The European Surveillance of Antimicrobial Consumption (ESAC) Point-Prevalence Survey of Antibacterial Use in 20 European Hospitals in 2006

Abstract

Background. Point-prevalence surveys have been used to document antimicrobial use in hospitals for >20 years. However, published surveys are inconsistent with respect to population, indication, and the details of therapy that were included. We aimed to standardize a method for surveillance of antibacterial use in hospitals from different health care systems and to identify targets for quality improvement.

Methods. We adapted a Web-based reporting system from STRAMA, the Swedish Strategic Programme against antibiotic resistance. One hospital from each of 20 countries took part in the survey, which was completed during 2 calendar weeks during 1 April 2006 through 31 May 2006. The survey included all inpatient beds for adults and children and identified all patients who were receiving systemic antibacterial treatments on the day of survey and all patients who had received antibacterial prophylaxis for surgery on the previous day.
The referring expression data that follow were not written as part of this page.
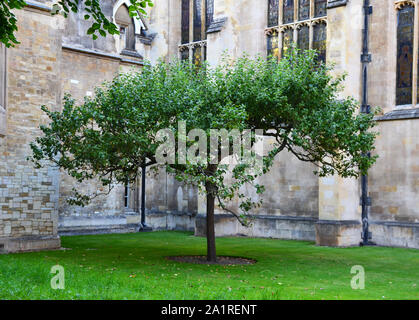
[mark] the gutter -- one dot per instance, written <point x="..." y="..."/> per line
<point x="365" y="200"/>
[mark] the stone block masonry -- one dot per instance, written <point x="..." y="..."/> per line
<point x="28" y="196"/>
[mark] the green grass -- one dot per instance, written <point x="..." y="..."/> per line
<point x="133" y="266"/>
Results. On the day of survey there were 11,571 inpatients in the 20 participating hospitals, of whom 30.1% were receiving antibacterial treatment (range, 19%-59%). The most common anatomic sites of infection for which antibacterials were prescribed were respiratory tract (24%); skin, bone, and joint (18%); intra-abdominal organs (16%); and urinary tract (11%). The following 3 quality indicators were identified: indication documented in case notes (64%), prophylaxis for surgery not continued for >24 h (60%), and therapy for community-acquired pneumonia not including third-generation cephalosporins or quinolones (78.5%).

Conclusion. A Web-based method for a point-prevalence survey was successfully piloted in 20 hospitals across Europe and offers a standardized instrument that can identify targets for quality improvement.

Point-prevalence surveys have been used to provide information about antimicrobial use and to assess the impact of interventions such as antibiotic policies for >20 years [1]. Until recently, these surveys were organized by single hospitals or by regional networks of hospitals (Table 1). Data regarding antimicrobials have also been collected in surveys of hospital-acquired infection. For example, a national survey of 11,608 inpatients in all acute-care hospitals in Scotland during 2005–2006 reported that 32.1% of patients were receiving antimicrobials and provided details about the drugs used but not about dosage, route of administration, or indication [11]. In Sweden, STRAMA (the Swedish Strategic Programme against antibiotic resistance) established a method for national point-prevalence surveys of antibacterial use with Web-based reporting [5]. STRAMA has coordinated 3 national point-prevalence surveys of hospital antibacterial use in 2003, 2004, and 2006 [12]. In addition, regional benchmarking studies have been conducted in Sweden with use of Web-based reporting systems [13].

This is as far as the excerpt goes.